4995 Gallon Vertical Liquid Storage Tank: Complete Buyer's Guide
The 4,995-gallon vertical is a bulk chemical-storage workhorse — 89 inches tall on a wide 142-inch base, the squat-and-stable counterpart to the tall slender tanks. Its 1.5 specific-gravity wall and 3-inch outlet (with a 2-inch reducer and a 3-inch siphon tube) are sized for moving large volumes of dense agricultural and industrial liquid.
Specifications at a Glance
Every figure below is pulled straight from the live product record for this exact tank — the same data on the product page, so what you read here and what you buy never disagree.
Standards & Materials
- ASTM D1998 — Standard Specification for Polyethylene Upright Storage Tanks. Governs wall-thickness and hydrostatic design for vertical rotomolded poly tanks of this class.

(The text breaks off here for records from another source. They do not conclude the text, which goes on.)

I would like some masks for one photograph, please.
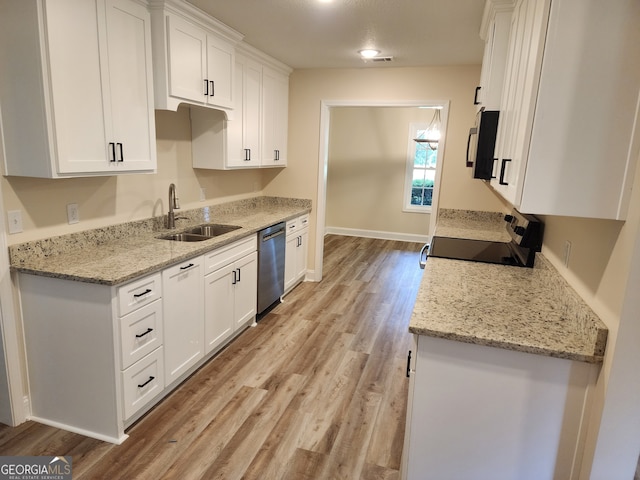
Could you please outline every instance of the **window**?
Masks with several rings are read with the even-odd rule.
[[[438,144],[414,141],[414,138],[425,138],[428,126],[427,123],[409,125],[407,177],[404,192],[404,210],[409,212],[431,212],[438,163]]]

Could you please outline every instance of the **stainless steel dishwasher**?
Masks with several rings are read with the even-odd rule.
[[[284,293],[285,223],[258,232],[258,314]]]

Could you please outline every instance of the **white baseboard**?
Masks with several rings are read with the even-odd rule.
[[[400,242],[426,243],[428,235],[414,233],[383,232],[380,230],[359,230],[357,228],[326,227],[325,235],[345,235],[347,237],[378,238],[380,240],[396,240]]]

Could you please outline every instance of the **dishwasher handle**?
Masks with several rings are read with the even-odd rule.
[[[267,241],[271,240],[272,238],[279,237],[280,235],[284,235],[284,232],[285,232],[284,227],[282,227],[280,230],[276,230],[273,233],[267,233],[266,235],[264,235],[262,237],[262,241],[263,242],[267,242]]]

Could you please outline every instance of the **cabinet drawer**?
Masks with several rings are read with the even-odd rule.
[[[251,235],[243,240],[238,240],[231,245],[218,248],[204,256],[204,274],[215,272],[216,270],[235,262],[236,260],[255,252],[258,249],[257,235]]]
[[[157,300],[120,319],[122,369],[162,345],[162,302]]]
[[[163,358],[160,347],[121,373],[125,420],[164,389]]]
[[[162,296],[160,274],[156,273],[118,288],[118,316],[147,305]]]

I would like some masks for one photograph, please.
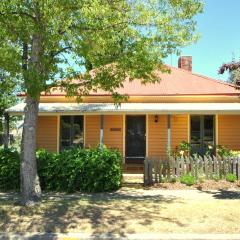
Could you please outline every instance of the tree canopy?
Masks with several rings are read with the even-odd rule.
[[[4,111],[17,102],[17,81],[0,69],[0,132],[3,132]]]
[[[61,87],[81,97],[102,89],[120,100],[116,89],[126,77],[159,81],[154,71],[166,71],[164,58],[197,39],[194,16],[202,7],[200,0],[0,1],[0,69],[26,92],[24,204],[41,196],[36,166],[41,92]]]
[[[240,62],[232,61],[231,63],[223,64],[219,73],[223,74],[226,71],[230,73],[229,82],[236,85],[236,87],[240,86]]]
[[[115,96],[126,76],[156,81],[163,59],[197,39],[193,17],[201,11],[199,0],[2,0],[0,68],[32,97],[58,85],[71,95],[101,88]]]

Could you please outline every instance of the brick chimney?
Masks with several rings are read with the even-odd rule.
[[[178,68],[192,72],[192,56],[182,56],[178,59]]]

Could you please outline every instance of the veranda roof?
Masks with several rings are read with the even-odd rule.
[[[7,112],[24,113],[25,103],[17,104]],[[240,114],[240,103],[40,103],[39,115],[81,114]]]

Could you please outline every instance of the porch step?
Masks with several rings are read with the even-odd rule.
[[[130,174],[143,174],[143,164],[124,164],[123,172]]]

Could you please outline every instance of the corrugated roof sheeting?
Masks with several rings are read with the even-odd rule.
[[[25,103],[7,109],[23,114]],[[39,114],[240,114],[240,103],[40,103]]]

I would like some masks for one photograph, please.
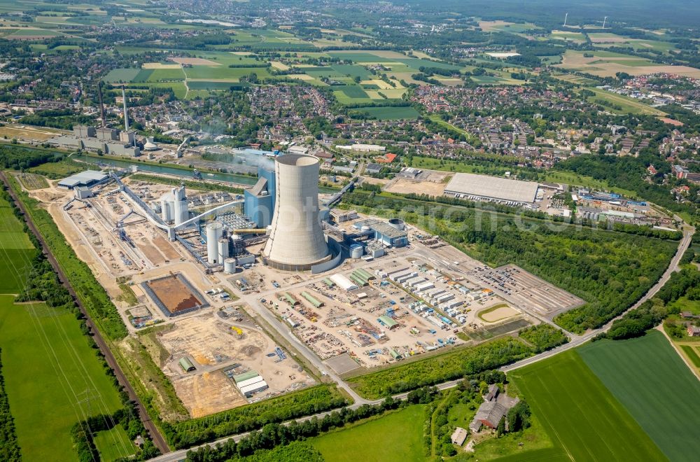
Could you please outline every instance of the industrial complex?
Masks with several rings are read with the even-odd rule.
[[[345,377],[551,322],[582,303],[398,218],[335,208],[356,179],[319,194],[314,156],[253,150],[258,179],[241,194],[113,168],[32,192],[129,329],[159,326],[148,351],[191,416],[313,385],[309,363]],[[538,194],[537,183],[472,176],[456,175],[445,194]]]

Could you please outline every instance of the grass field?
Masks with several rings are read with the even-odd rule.
[[[9,203],[0,197],[0,255],[3,260],[0,293],[18,293],[22,290],[36,252],[22,223],[13,214]]]
[[[638,361],[636,357],[635,362]],[[542,421],[555,447],[562,448],[571,459],[666,460],[575,351],[519,369],[509,377]]]
[[[416,405],[309,442],[328,462],[421,462],[424,419],[425,406]]]
[[[601,90],[600,88],[587,88],[594,93],[596,96],[591,97],[589,101],[592,102],[608,102],[619,106],[622,108],[620,110],[613,110],[615,112],[619,112],[622,113],[630,113],[630,114],[645,114],[651,115],[666,115],[666,113],[663,111],[659,111],[654,108],[651,107],[648,104],[634,99],[633,98],[629,98],[628,97],[624,96],[622,94],[617,94],[616,93],[611,93],[607,92],[604,90]],[[604,106],[603,103],[603,106]]]
[[[680,345],[680,349],[687,355],[696,368],[700,368],[700,356],[698,355],[697,350],[692,345]]]
[[[129,441],[129,436],[121,425],[98,433],[94,437],[94,445],[99,451],[100,458],[104,462],[128,457],[136,452],[136,448]]]
[[[399,119],[415,119],[420,114],[412,107],[369,107],[354,109],[353,112],[368,113],[378,120],[397,120]]]
[[[583,360],[671,461],[697,460],[700,382],[664,335],[589,344]]]
[[[0,347],[22,456],[77,460],[69,432],[86,417],[86,397],[91,412],[111,414],[119,396],[72,313],[13,300],[0,295]]]

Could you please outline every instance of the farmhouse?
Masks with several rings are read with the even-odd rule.
[[[496,176],[458,173],[444,188],[444,194],[459,199],[527,204],[535,202],[538,186]]]
[[[452,433],[452,436],[450,437],[450,440],[452,441],[453,444],[461,446],[466,440],[468,434],[466,430],[461,427],[457,427],[454,429],[454,432]]]

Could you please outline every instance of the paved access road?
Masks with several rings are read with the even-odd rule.
[[[649,289],[649,290],[644,295],[644,296],[642,297],[640,299],[639,299],[639,300],[638,300],[636,303],[635,303],[632,307],[631,307],[629,309],[637,308],[647,300],[650,300],[652,297],[654,297],[654,295],[656,295],[656,293],[659,290],[659,289],[661,289],[661,288],[664,286],[664,284],[665,284],[666,281],[668,281],[668,279],[671,277],[671,275],[673,273],[680,270],[679,263],[680,262],[680,259],[682,258],[683,254],[685,253],[685,251],[687,251],[688,247],[690,246],[690,241],[691,239],[692,239],[692,235],[694,232],[694,230],[687,230],[684,231],[683,238],[680,241],[680,243],[678,244],[678,251],[676,251],[676,255],[673,256],[673,258],[671,260],[671,263],[668,265],[668,267],[666,268],[666,272],[664,272],[664,274],[659,279],[659,281],[657,282],[657,284],[654,284],[653,287]],[[256,304],[258,303],[257,300],[250,300],[250,301],[254,302]],[[288,330],[286,329],[286,328],[284,325],[282,325],[281,323],[280,323],[276,319],[276,318],[274,317],[274,314],[270,312],[270,310],[267,309],[267,308],[265,307],[260,307],[258,305],[256,305],[256,307],[262,308],[262,309],[258,310],[258,312],[262,314],[263,317],[265,318],[265,320],[267,321],[267,322],[270,323],[273,326],[273,327],[274,327],[276,329],[278,329],[280,333],[283,334],[284,337],[287,339],[288,341],[291,342],[293,344],[295,345],[297,348],[299,349],[300,351],[302,352],[304,354],[304,356],[307,356],[307,358],[309,359],[309,360],[311,360],[312,363],[314,363],[315,366],[319,368],[319,370],[322,372],[326,371],[327,373],[328,373],[328,375],[330,376],[330,377],[333,379],[333,380],[335,380],[336,383],[337,383],[339,386],[341,386],[341,388],[342,388],[343,389],[346,390],[346,391],[349,391],[349,393],[351,393],[351,396],[353,396],[353,399],[355,399],[356,400],[355,403],[351,406],[349,406],[349,407],[350,407],[351,409],[356,409],[357,407],[359,407],[363,404],[375,405],[375,404],[379,404],[382,401],[382,400],[369,400],[363,398],[360,398],[359,400],[356,399],[355,398],[356,396],[359,398],[357,393],[356,393],[354,391],[350,388],[350,387],[346,384],[342,382],[340,379],[340,377],[333,374],[332,371],[331,371],[329,368],[327,368],[325,366],[325,365],[323,364],[323,362],[321,361],[321,360],[318,359],[318,358],[316,356],[316,355],[312,351],[311,351],[308,348],[307,348],[306,345],[300,342],[293,335],[293,334],[292,334],[291,332],[288,332]],[[269,316],[266,316],[266,314],[268,314]],[[553,349],[548,351],[540,353],[537,356],[528,358],[526,359],[524,359],[522,360],[514,363],[507,366],[504,366],[500,368],[500,370],[503,372],[509,372],[511,370],[514,370],[519,368],[528,365],[528,364],[537,363],[538,361],[541,361],[543,359],[550,358],[556,354],[561,353],[562,351],[566,351],[566,350],[578,346],[579,345],[591,340],[592,338],[597,335],[598,333],[607,331],[608,329],[610,329],[610,326],[612,325],[612,321],[615,321],[615,319],[621,318],[623,315],[624,313],[618,316],[615,319],[610,321],[605,326],[600,327],[598,329],[591,330],[587,332],[584,335],[572,336],[571,341],[567,344],[561,345],[561,346]],[[271,321],[274,322],[270,322]],[[282,326],[282,327],[284,328],[282,330],[280,330],[279,328],[280,326]],[[307,354],[307,353],[309,354],[308,355]],[[440,384],[437,385],[437,387],[440,390],[446,390],[447,388],[456,386],[456,385],[461,382],[461,379],[451,380],[449,382],[446,382],[444,383]],[[394,399],[405,399],[407,394],[408,394],[407,393],[402,393],[398,395],[394,395],[393,398]],[[306,417],[297,419],[295,420],[298,422],[303,422],[314,417],[321,419],[326,414],[330,414],[330,412],[332,412],[332,411],[321,412],[312,416],[307,416]],[[288,422],[286,422],[285,424],[288,424]],[[234,441],[237,442],[241,440],[242,438],[245,438],[248,435],[248,433],[241,433],[239,435],[236,435],[234,436],[228,436],[226,438],[220,438],[216,441],[213,441],[209,443],[206,443],[205,444],[202,444],[201,446],[197,446],[193,448],[190,448],[190,449],[197,449],[197,448],[202,447],[202,446],[216,446],[218,443],[223,443],[231,439],[232,439]],[[151,461],[153,461],[154,462],[176,462],[177,461],[182,461],[185,459],[187,455],[187,451],[190,449],[182,449],[180,451],[174,451],[173,452],[170,452],[167,454],[164,454],[162,456],[160,456],[158,457],[153,458],[151,459]]]

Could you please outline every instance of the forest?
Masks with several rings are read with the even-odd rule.
[[[360,395],[377,399],[477,374],[533,354],[533,349],[522,342],[506,337],[476,346],[456,348],[421,360],[402,363],[351,377],[346,382]]]
[[[678,245],[668,239],[504,215],[488,205],[426,206],[362,191],[343,200],[362,213],[401,218],[489,266],[517,265],[582,298],[585,305],[555,320],[574,332],[602,326],[631,306],[659,279]]]
[[[15,433],[15,421],[10,412],[10,402],[5,392],[2,376],[2,351],[0,350],[0,460],[18,462],[22,460],[20,445]]]
[[[640,337],[671,314],[678,314],[678,308],[669,304],[700,286],[700,272],[686,269],[671,274],[668,282],[659,290],[656,297],[647,300],[638,308],[631,309],[612,323],[610,330],[596,336],[596,340],[609,338],[613,340]],[[690,296],[690,295],[689,295]]]

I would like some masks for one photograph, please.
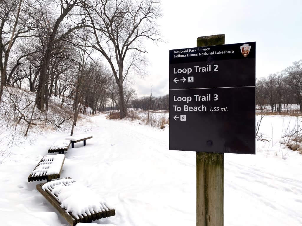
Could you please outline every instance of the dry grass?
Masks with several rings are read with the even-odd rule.
[[[263,112],[256,112],[256,115],[286,115],[297,117],[302,116],[302,114],[300,113],[300,110],[292,110],[288,112],[281,111],[281,112],[265,111],[263,111]]]
[[[106,117],[108,119],[119,119],[120,118],[120,112],[114,112]]]
[[[127,112],[126,118],[131,121],[141,119],[140,117],[136,113],[130,111]],[[119,119],[120,118],[120,111],[114,112],[108,115],[106,118],[108,119]]]
[[[169,117],[167,118],[165,114],[158,115],[157,114],[153,112],[150,113],[149,118],[148,115],[146,115],[146,118],[142,121],[146,125],[160,129],[164,128],[165,125],[169,124],[170,122]]]

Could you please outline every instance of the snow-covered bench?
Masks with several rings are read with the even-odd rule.
[[[84,141],[84,145],[86,145],[86,140],[92,138],[92,136],[87,134],[81,134],[74,136],[68,137],[65,139],[71,142],[71,148],[75,148],[75,143],[77,143],[80,141]]]
[[[53,144],[48,149],[49,153],[58,152],[60,154],[64,154],[64,151],[66,152],[70,145],[70,141],[66,139],[60,139]]]
[[[37,185],[39,192],[72,226],[115,215],[115,210],[70,177]]]
[[[60,178],[64,163],[65,155],[58,154],[53,155],[45,155],[41,160],[27,178],[28,182]]]

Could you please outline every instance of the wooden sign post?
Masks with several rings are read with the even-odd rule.
[[[225,37],[198,37],[197,47],[224,45]],[[223,153],[196,152],[196,226],[223,225],[224,162]]]

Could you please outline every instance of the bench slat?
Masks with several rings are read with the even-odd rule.
[[[64,142],[66,142],[66,140],[63,140],[63,141]],[[60,147],[53,147],[52,146],[55,144],[56,143],[57,143],[57,142],[56,141],[53,144],[53,145],[51,147],[48,149],[48,150],[47,151],[47,152],[48,153],[53,153],[55,152],[59,152],[59,153],[61,153],[62,154],[64,154],[64,151],[67,151],[68,149],[69,148],[69,147],[70,146],[70,143],[71,142],[70,140],[69,141],[69,143],[68,143],[67,146],[62,146]],[[67,141],[68,142],[68,141]],[[63,146],[63,145],[62,146]]]
[[[65,184],[63,183],[61,183],[61,182],[60,182],[59,183],[60,183],[60,184],[63,184],[65,186],[68,186],[69,184],[72,184],[72,183],[74,183],[75,182],[70,177],[62,178],[62,179],[71,179],[72,181],[69,182],[69,184]],[[56,179],[53,181],[55,181],[57,180],[58,179]],[[58,182],[59,182],[59,181],[58,181]],[[109,209],[109,208],[106,206],[105,204],[104,204],[104,205],[105,206],[105,209],[108,209],[108,210],[101,210],[98,212],[95,212],[94,213],[90,212],[90,211],[89,211],[88,212],[89,212],[89,213],[86,213],[86,214],[87,214],[87,216],[84,216],[82,215],[80,215],[78,216],[79,218],[77,219],[76,217],[73,215],[72,213],[69,212],[68,213],[69,214],[67,214],[66,212],[66,209],[62,208],[60,206],[60,203],[58,201],[57,198],[54,196],[52,193],[51,193],[51,191],[50,192],[48,190],[49,189],[47,188],[49,187],[46,187],[45,190],[43,190],[42,188],[42,187],[43,185],[45,184],[46,183],[44,183],[37,184],[36,186],[37,190],[49,202],[50,204],[55,207],[56,209],[59,211],[59,212],[62,215],[63,217],[65,218],[66,221],[67,221],[67,222],[71,226],[74,226],[80,222],[91,222],[93,221],[98,220],[102,218],[114,216],[115,214],[115,211],[114,209]],[[53,187],[53,186],[51,186],[49,187],[50,187],[50,188],[52,190],[54,188]],[[90,213],[90,214],[89,214],[89,213]]]
[[[60,162],[59,164],[61,165],[61,167],[59,169],[59,170],[58,171],[58,174],[50,174],[49,175],[47,175],[47,170],[48,169],[41,169],[41,173],[39,174],[39,176],[34,176],[34,172],[35,170],[37,170],[37,168],[38,168],[38,167],[40,165],[50,165],[53,163],[54,161],[58,161],[57,159],[57,158],[56,159],[55,159],[55,156],[57,156],[57,155],[45,155],[43,156],[42,159],[40,161],[39,163],[38,163],[38,165],[37,165],[35,168],[33,170],[31,174],[29,174],[29,176],[28,176],[27,178],[27,181],[28,182],[30,182],[31,181],[34,181],[38,180],[50,180],[52,179],[56,179],[58,178],[60,178],[60,175],[61,175],[61,172],[62,171],[62,169],[63,168],[63,165],[64,164],[64,161],[65,159],[65,156],[64,156],[63,159],[63,161],[62,161],[62,162]],[[50,157],[52,156],[53,156],[53,159],[52,161],[46,161],[46,159],[47,159],[47,158],[51,158]],[[41,164],[41,163],[43,162],[50,162],[49,164]],[[36,173],[38,173],[40,172],[39,171],[38,172],[36,172]]]

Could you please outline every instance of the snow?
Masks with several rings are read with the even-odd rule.
[[[74,134],[72,137],[66,137],[65,139],[66,140],[68,140],[75,141],[76,140],[81,140],[90,137],[92,137],[92,136],[90,135],[83,133]]]
[[[59,139],[56,141],[51,145],[50,149],[57,150],[66,148],[70,144],[70,142],[66,139]]]
[[[66,153],[61,175],[116,210],[115,216],[85,225],[195,226],[195,153],[169,150],[168,127],[105,117],[78,121],[76,132],[99,138]],[[296,121],[265,116],[259,132],[269,142],[256,141],[256,155],[225,154],[225,226],[302,225],[302,155],[279,142]],[[40,182],[27,182],[51,144],[68,133],[45,131],[34,144],[30,137],[10,148],[11,155],[0,164],[0,225],[68,225],[37,191]]]
[[[31,174],[31,177],[59,174],[64,161],[65,155],[63,154],[45,155]]]
[[[63,178],[48,182],[42,187],[57,197],[61,203],[60,206],[71,212],[77,219],[78,215],[91,215],[104,210],[108,211],[108,206],[104,203],[98,195],[86,187],[72,179]]]

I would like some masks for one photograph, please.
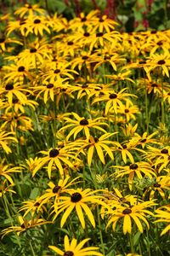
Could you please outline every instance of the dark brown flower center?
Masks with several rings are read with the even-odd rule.
[[[104,22],[104,20],[102,18],[99,19],[99,22]]]
[[[165,64],[165,61],[164,60],[161,60],[161,61],[157,61],[157,64],[163,65],[163,64]]]
[[[5,38],[0,38],[0,44],[4,43],[4,42],[5,42]]]
[[[138,165],[137,164],[131,164],[129,167],[130,167],[131,170],[136,170],[136,169],[138,169]]]
[[[80,121],[80,125],[88,125],[88,121],[86,119],[83,119]]]
[[[87,84],[83,84],[82,85],[82,88],[88,88],[88,85]]]
[[[162,154],[168,154],[168,150],[167,148],[163,148],[161,151]]]
[[[61,189],[61,186],[54,186],[54,188],[53,189],[53,193],[58,193],[59,190]]]
[[[109,61],[109,60],[110,60],[110,56],[109,56],[109,55],[105,55],[105,57],[104,57],[104,61]]]
[[[19,102],[19,99],[13,99],[13,104],[16,104]]]
[[[122,147],[123,149],[127,148],[127,145],[122,145]]]
[[[130,214],[132,212],[132,210],[129,208],[126,208],[122,211],[122,214]]]
[[[157,45],[161,46],[162,44],[163,44],[163,43],[162,41],[157,42]]]
[[[54,148],[54,149],[51,149],[49,151],[49,157],[55,157],[58,154],[59,154],[59,150],[58,149]]]
[[[36,19],[34,20],[34,24],[38,24],[38,23],[41,23],[41,20],[39,19]]]
[[[7,90],[13,90],[13,89],[14,89],[13,84],[12,84],[12,83],[7,84],[6,86],[5,86],[5,89],[6,89]]]
[[[157,87],[157,84],[156,83],[151,84],[151,87]]]
[[[60,69],[57,68],[57,69],[54,70],[54,73],[59,73],[60,72]]]
[[[25,229],[26,228],[26,226],[25,226],[25,224],[23,223],[21,225],[20,225],[20,228],[22,228],[22,229]]]
[[[47,88],[48,89],[50,89],[50,88],[53,88],[54,87],[54,84],[51,84],[49,83],[48,85],[47,85]]]
[[[25,71],[25,67],[24,66],[20,66],[18,68],[18,72],[24,72]]]
[[[111,94],[110,94],[110,96],[109,96],[109,97],[110,97],[110,99],[116,99],[116,97],[117,97],[117,95],[116,94],[116,93],[111,93]]]
[[[82,198],[82,195],[78,192],[76,192],[71,195],[71,202],[78,202]]]
[[[82,22],[84,22],[84,21],[86,21],[86,20],[87,20],[86,17],[83,17],[83,18],[82,18],[82,20],[81,20]]]
[[[84,61],[85,61],[85,60],[88,60],[88,56],[82,56],[82,59],[84,60]]]
[[[145,143],[146,142],[146,138],[141,139],[141,140],[139,140],[139,142],[142,143]]]
[[[67,43],[67,44],[68,44],[68,45],[72,45],[72,44],[74,44],[74,43],[71,42],[71,41],[69,41],[69,42]]]
[[[154,184],[154,187],[155,187],[155,188],[160,188],[161,185],[160,185],[158,183],[156,183]]]
[[[140,61],[139,63],[139,64],[146,64],[146,61]]]
[[[90,33],[88,33],[88,32],[84,33],[84,37],[89,37],[89,35],[90,35]]]
[[[94,137],[94,140],[96,143],[99,142],[99,138],[97,137]]]
[[[125,109],[125,113],[129,113],[129,109]]]
[[[21,26],[21,25],[24,25],[24,24],[26,24],[26,21],[20,20],[20,25]]]
[[[74,256],[74,253],[71,251],[66,251],[63,256]]]
[[[30,52],[31,53],[37,52],[37,49],[36,48],[31,48]]]
[[[100,38],[100,37],[103,37],[104,33],[103,32],[99,32],[99,33],[96,33],[96,37],[97,38]]]

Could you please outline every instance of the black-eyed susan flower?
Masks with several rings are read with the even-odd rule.
[[[5,83],[24,83],[25,78],[29,79],[32,79],[32,76],[29,72],[31,67],[31,64],[23,61],[15,61],[14,64],[10,64],[7,66],[3,66],[3,69],[7,73],[4,76]]]
[[[149,195],[150,200],[157,198],[160,195],[162,199],[166,198],[166,191],[170,190],[170,177],[158,176],[154,179],[152,184],[145,188],[144,196]]]
[[[16,192],[13,189],[11,189],[12,187],[14,186],[14,183],[10,183],[8,185],[8,179],[3,179],[0,183],[0,198],[3,197],[4,194],[7,192],[16,194]]]
[[[34,215],[36,214],[37,216],[40,216],[41,213],[46,211],[46,208],[44,206],[42,206],[40,207],[41,201],[37,197],[36,200],[30,200],[30,201],[25,201],[22,202],[23,207],[20,207],[19,210],[20,212],[25,211],[25,213],[23,215],[23,218],[25,218],[26,215],[31,213],[31,217],[34,218]]]
[[[47,19],[45,16],[29,16],[25,21],[26,37],[30,33],[33,33],[36,36],[44,35],[44,31],[50,33]]]
[[[7,51],[8,47],[13,44],[22,45],[23,44],[15,38],[9,38],[8,36],[1,36],[0,37],[0,49],[3,51]]]
[[[4,236],[11,233],[11,232],[16,232],[17,236],[20,236],[20,233],[26,231],[29,229],[33,229],[37,226],[40,226],[42,224],[50,224],[50,221],[46,221],[44,218],[40,218],[39,217],[37,218],[31,218],[30,220],[27,220],[24,218],[22,216],[18,217],[18,221],[19,221],[19,226],[14,225],[8,227],[7,229],[4,229],[2,232],[2,237]]]
[[[67,236],[65,236],[65,250],[61,251],[60,248],[55,246],[48,246],[48,247],[55,252],[59,255],[62,256],[88,256],[88,255],[96,255],[102,256],[103,254],[96,252],[99,247],[88,247],[82,248],[84,244],[89,241],[90,238],[86,238],[82,240],[81,242],[77,243],[77,240],[73,238],[71,241],[69,241],[69,238]]]
[[[3,159],[0,164],[0,177],[5,177],[11,184],[14,184],[11,176],[14,172],[21,172],[21,169],[20,166],[13,167],[12,164],[5,165]]]
[[[147,57],[148,73],[151,70],[159,67],[163,75],[169,78],[168,67],[170,65],[169,51],[166,50],[163,54],[153,54]]]
[[[119,172],[115,173],[116,177],[122,177],[125,175],[128,175],[128,186],[130,190],[132,190],[133,188],[133,180],[134,178],[134,174],[136,174],[139,179],[143,178],[142,174],[149,177],[150,178],[152,178],[154,176],[156,176],[150,165],[144,161],[133,163],[130,164],[130,166],[116,166],[113,167],[116,167],[119,170]]]
[[[70,63],[57,62],[55,67],[52,67],[45,73],[42,71],[42,78],[43,81],[54,83],[54,81],[62,81],[64,79],[65,80],[74,80],[74,76],[71,73],[78,74],[78,73],[73,69],[67,68],[69,66]]]
[[[0,131],[0,146],[7,153],[11,153],[11,149],[8,144],[12,142],[18,143],[16,137],[14,137],[14,132],[7,132],[5,131]]]
[[[126,164],[128,158],[130,160],[131,163],[134,162],[133,155],[131,152],[133,150],[144,153],[142,149],[136,148],[138,141],[133,137],[130,139],[128,143],[119,143],[116,142],[116,145],[111,149],[115,152],[120,152],[123,162]]]
[[[102,201],[103,196],[99,195],[95,195],[99,190],[92,190],[90,189],[74,189],[74,191],[69,192],[70,195],[68,196],[60,196],[60,201],[57,203],[57,212],[55,210],[52,212],[52,213],[55,213],[54,219],[55,219],[60,213],[64,211],[64,214],[61,218],[60,226],[61,228],[64,226],[66,222],[69,215],[73,210],[76,210],[76,215],[81,222],[82,228],[85,228],[85,220],[84,220],[84,213],[88,216],[91,224],[95,227],[95,219],[93,215],[91,209],[88,205],[97,204],[103,205],[107,207],[105,203]]]
[[[148,135],[147,132],[144,131],[142,136],[140,136],[139,134],[136,134],[135,137],[139,140],[138,144],[141,145],[142,148],[144,148],[147,144],[150,143],[160,144],[158,139],[153,138],[153,137],[155,137],[157,131],[155,131],[150,135]]]
[[[65,147],[62,148],[50,148],[48,151],[40,151],[40,153],[45,154],[44,157],[41,157],[35,163],[36,166],[32,170],[32,177],[35,176],[37,172],[48,164],[48,174],[49,178],[51,177],[52,166],[54,165],[60,172],[60,174],[63,176],[62,163],[67,165],[69,167],[73,168],[71,161],[69,160],[75,159],[75,156],[71,154],[71,151],[67,150]]]
[[[25,104],[27,101],[26,93],[31,93],[31,91],[27,89],[26,85],[20,84],[20,83],[13,83],[13,81],[10,81],[0,87],[0,96],[7,98],[11,107],[13,106],[13,101],[15,99]]]
[[[118,91],[117,93],[114,90],[110,90],[109,93],[105,93],[104,96],[96,96],[92,104],[99,102],[106,102],[105,104],[105,114],[108,113],[110,108],[114,109],[115,113],[117,113],[117,107],[121,108],[123,108],[122,102],[130,102],[131,100],[128,96],[135,96],[133,94],[124,92],[127,90],[127,88],[124,88]]]
[[[31,5],[26,3],[24,6],[17,9],[17,10],[14,12],[14,15],[20,16],[20,18],[25,18],[26,16],[33,17],[33,15],[37,14],[43,15],[45,13],[45,9],[40,8],[38,4]]]
[[[28,48],[20,52],[18,57],[21,61],[31,63],[37,68],[45,60],[50,59],[50,48],[46,39],[35,40],[29,44]]]
[[[94,21],[93,22],[94,28],[93,32],[110,32],[115,29],[118,23],[110,18],[107,15],[100,15],[100,17],[95,18]]]
[[[150,228],[149,223],[146,219],[146,216],[153,216],[153,213],[147,210],[148,207],[155,206],[156,203],[153,201],[139,202],[133,206],[119,206],[116,210],[109,210],[110,214],[109,221],[106,228],[112,224],[112,229],[115,231],[117,225],[117,222],[120,219],[123,219],[123,234],[132,233],[133,223],[136,224],[138,230],[143,233],[144,228],[142,223],[144,222],[147,228]]]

- FDA 21 CFR 177.1520 — Olefin polymers. The food-contact regulation the FDA-grade resin in this tank is compounded to meet.
- Specific gravity rating 1.5 — the tank is engineered for liquids up to 1.5× the density of water (water is about 8.34 lb/gal). Confirm your fluid’s SG before storage.
Product Overview
At nearly 5,000 gallons this is bulk storage, and its proportions reflect that mission. Rather than reaching for height, the tank spreads wide: 142 inches across on an 89-inch-tall body. That low, broad stance keeps the center of gravity down, spreads the immense full weight over a large footprint, and makes the tank inherently stable — the engineering opposite of the slender column tanks. For a chemical yard, a fertilizer dealer, or an industrial site with floor area to spare, this is the geometry that handles five thousand gallons gracefully.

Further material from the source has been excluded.